Towards the full solution
Previous observation suggest that it is very important for the odd player to have some odd pile. If he has one such odd pile, he will win.

If the odd player moves first, then he can always make a pile odd. He will choose some even pile and remove 1 coin from it.
If the even player moves first, then if he can’t win in the first move, then he can never win, because now the turn of odd player comes and he will win the game. The even player can win in the first move, if and only if there is only one pile containing even number of coins.

Pseudo Code


if n == 1 and pile[1] is even and starting player is even):
   print `even player won`
else 
  print `odd player won`

Tester’s Solutions:

Setter’s solution
Tester’s solution

2 Likes

This definitely wasn’t Cakewalk. There are many ways to think, none of them anything like obvious. (Modified Grundy numbers? Do only the numbers of even/odd piles matter? - This is hard to check, since brute force is exponentially slow. Does the parity of their difference? Which one is larger? Should the piles be split in some way, e.g. into pairs and single pieces? Greedy? Clever backtracking, since the bounds are rather small? Is this supposed to be the easiest problem or the hardest? etc.)

I authored a similar problem (an ad-hoc game, TWONIM) and it had a similar solving time, but the inteded difficulty was much larger because ad-hoc.

19 Likes

Pseudo code should be

if n == 1 and pile[1] is even and starting player is even:

print even player won
else 

print odd player won
1 Like

@ohmankur
Below is the link for your code that gives AC.

1 Like

what if there is a pile with odd number of coins say 3, If odd moves first and picks up one of the coins then Even can win picking up the left two.
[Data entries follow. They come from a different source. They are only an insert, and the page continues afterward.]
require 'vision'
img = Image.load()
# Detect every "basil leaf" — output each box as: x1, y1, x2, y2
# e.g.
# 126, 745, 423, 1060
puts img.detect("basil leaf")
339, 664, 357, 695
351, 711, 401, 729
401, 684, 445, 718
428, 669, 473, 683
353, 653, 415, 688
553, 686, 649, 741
Isn’t this possible? Or is it necessary here for the odd player to make a wining move in the first move itself?

I don’t get it please explain.

they both played optimally . . so whenever odd plays he left 1 coin for the even …so that even can never win the game…

i thought another way to solve this, if the xor opertion of piles gives non zero value, then person who started the game, will win, was i right? I read about this on geeksforgeeks.

1 2 DUM 3 2 i think this editorial will not pass this test case

@rupali_patel

For each heap, the value are all the same… It was stated within the problem… Your test case isn’t valid… Just clarifying…

Can someone tell me why i am not getting the desired output

import java.io.*;
import java.lang.*;
import java.util.*;
 
import javax.net.ssl.ExtendedSSLSession;
 
class universe
{
    public static void main(String args[])throws IOException
    {
        BufferedReader br=new BufferedReader(new InputStreamReader(System.in));
        int T=Integer.parseInt(br.readLine());
        for(int j=0;j<T;j++)
        {
            String[] st=br.readLine().split(" ");
           int N= Integer.parseInt(st[0]);
           int[]s=new int[N];
           String[] sb= br.readLine().split(" ");
           for(int i=0;i<N;i++)
           s[i]=Integer.parseInt(sb[i]);
           if(N==1 && st[1]=="Dee" && (s[0]%2)==0)
           System.out.println("Dee");
           else
           System.out.println("Dum");
        }
    }
}

You have written st[1]==“Dee” . This is an incorrect way to compare Strings in Java. Use the equals() method instead. That will give the correct answer.